EMG-Based Torque Prediction for Assistive Exoskeleton Control Using Neural Networks with Bounded Generalization Error
Duy Hoang, Lucas Quesada, Bastien Berret, Olivier BRUNEAU, Laurent Fribourg
AI summary
Problem
Standard EMG-to-torque models lack guarantees for prediction accuracy on unseen data, reducing reliability in practical exoskeleton control, especially for novel tasks.
Approach
A neural network trained via gradient descent with an early-stopping criterion based on a theoretically derived upper bound on the generalization error, ensuring performance guarantees across the entire data distribution.
Key results
- Guaranteed upper bound on generalization error for unseen data
- Torque prediction accuracy comparable to classical models
- Reduced human muscle activation and fatigue during assistive control
- Robust performance in inter-task scenarios with novel loads
Why it matters
Enhances safety and reliability of EMG-driven exoskeletons for real-world assistive applications by providing mathematical guarantees on model performance beyond training data.
Abstract
Electromyography (EMG) signals are widely used in assistive exoskeleton control for predicting human joint torque due to their ability to extract muscle activations before movement onset. The standard procedure for learning the EMG-to-torque model involves training the model on a training set of EMG-torque data, followed by validating the model on a separate test set. The comparison between models is generally undertaken on the test set.
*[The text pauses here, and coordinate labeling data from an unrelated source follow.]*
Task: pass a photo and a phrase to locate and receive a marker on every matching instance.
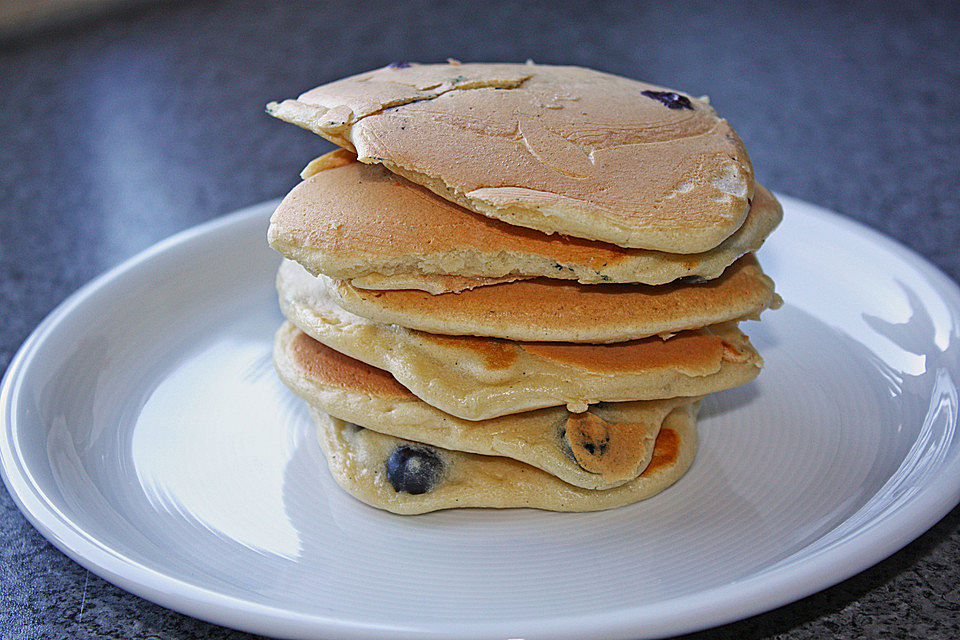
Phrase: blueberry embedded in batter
(414, 470)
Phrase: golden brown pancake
(408, 477)
(604, 447)
(559, 149)
(481, 378)
(563, 311)
(360, 222)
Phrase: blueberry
(670, 99)
(414, 470)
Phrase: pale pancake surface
(604, 447)
(559, 149)
(480, 378)
(360, 222)
(357, 459)
(563, 311)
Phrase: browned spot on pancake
(332, 368)
(611, 450)
(734, 353)
(666, 450)
(496, 353)
(689, 349)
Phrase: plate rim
(749, 596)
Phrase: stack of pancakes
(514, 283)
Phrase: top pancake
(360, 222)
(559, 149)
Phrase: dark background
(122, 127)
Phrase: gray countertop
(126, 128)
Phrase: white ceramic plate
(146, 436)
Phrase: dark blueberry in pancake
(670, 99)
(414, 470)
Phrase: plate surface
(147, 437)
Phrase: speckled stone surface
(120, 131)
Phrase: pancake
(481, 378)
(432, 283)
(360, 222)
(372, 467)
(554, 148)
(599, 449)
(551, 310)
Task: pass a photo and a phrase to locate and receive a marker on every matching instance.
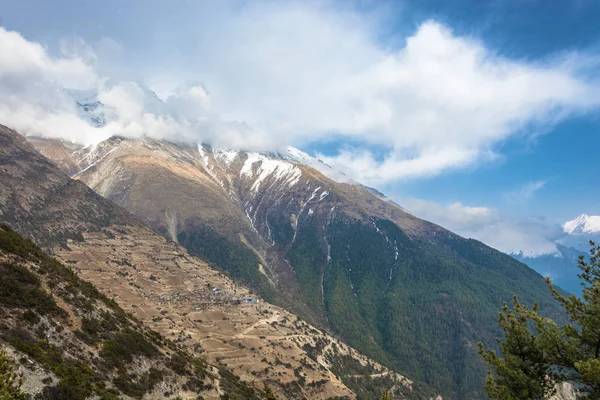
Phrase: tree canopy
(538, 353)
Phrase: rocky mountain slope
(406, 292)
(176, 294)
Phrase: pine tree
(10, 383)
(538, 353)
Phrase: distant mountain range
(409, 294)
(561, 264)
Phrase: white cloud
(530, 237)
(279, 73)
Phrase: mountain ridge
(409, 293)
(175, 293)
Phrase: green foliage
(538, 353)
(415, 306)
(10, 384)
(21, 288)
(61, 279)
(523, 371)
(307, 259)
(238, 260)
(121, 348)
(137, 388)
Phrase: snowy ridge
(281, 171)
(583, 224)
(299, 157)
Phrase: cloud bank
(282, 73)
(531, 237)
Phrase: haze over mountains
(406, 292)
(287, 200)
(174, 293)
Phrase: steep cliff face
(176, 294)
(406, 292)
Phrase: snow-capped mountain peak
(583, 224)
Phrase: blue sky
(479, 115)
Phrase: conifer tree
(10, 383)
(537, 353)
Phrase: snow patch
(583, 224)
(281, 171)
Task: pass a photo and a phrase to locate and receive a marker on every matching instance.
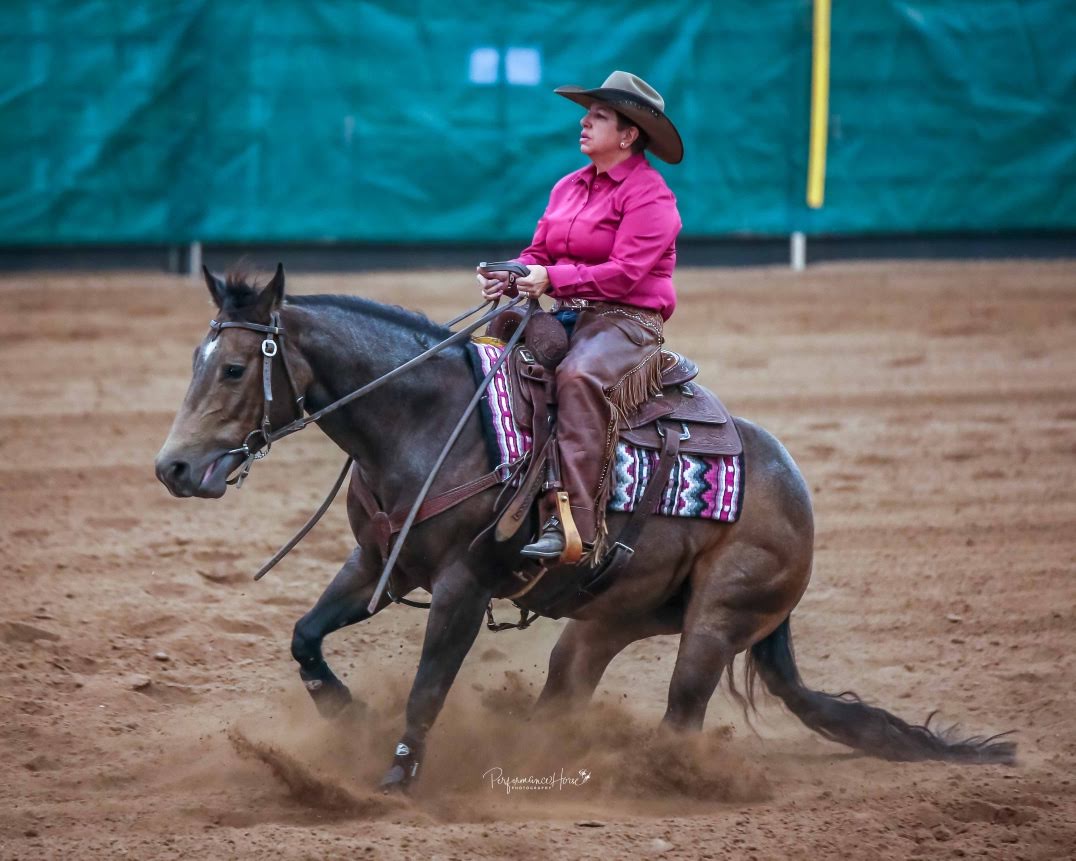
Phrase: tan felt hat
(633, 97)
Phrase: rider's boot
(550, 544)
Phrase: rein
(253, 451)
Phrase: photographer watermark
(556, 780)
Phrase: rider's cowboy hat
(643, 106)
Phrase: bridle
(270, 349)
However, the analysis of model performance on the data outside the test set remains unaddressed. The lack of a guarantee for unseen data reduces the reliability of EMG-to-torque models in practical exoskeleton control. In this paper, we address this issue by proposing a bounded-generalization-error neural network (BGNN) for EMG-based torque prediction. Using gradient descent to train the network, we formulate at each training step a theoretical upper bound on the generalization error, reflecting the predic- tion error across the entire data distribution, including unseen data beyond the test set. The NN training is terminated when this upper bound reaches its minimum, thereby achieving the tightest guarantee on the generalization error. Experimental results on torque prediction demonstrated that, while ensuring such a bounded generalization error, our method still gave results comparable to those of classical models. The use of our BGNN in assistive exoskeleton control was also tested with 13 participants on a pick-and-place task with an upper limb exoskeleton. Experimental results on assistive control revealed that our method can reduce human physical fatigue without compromising movement speed or accuracy compared to natural human movement characteristics, particularly for generalization in novel tasks.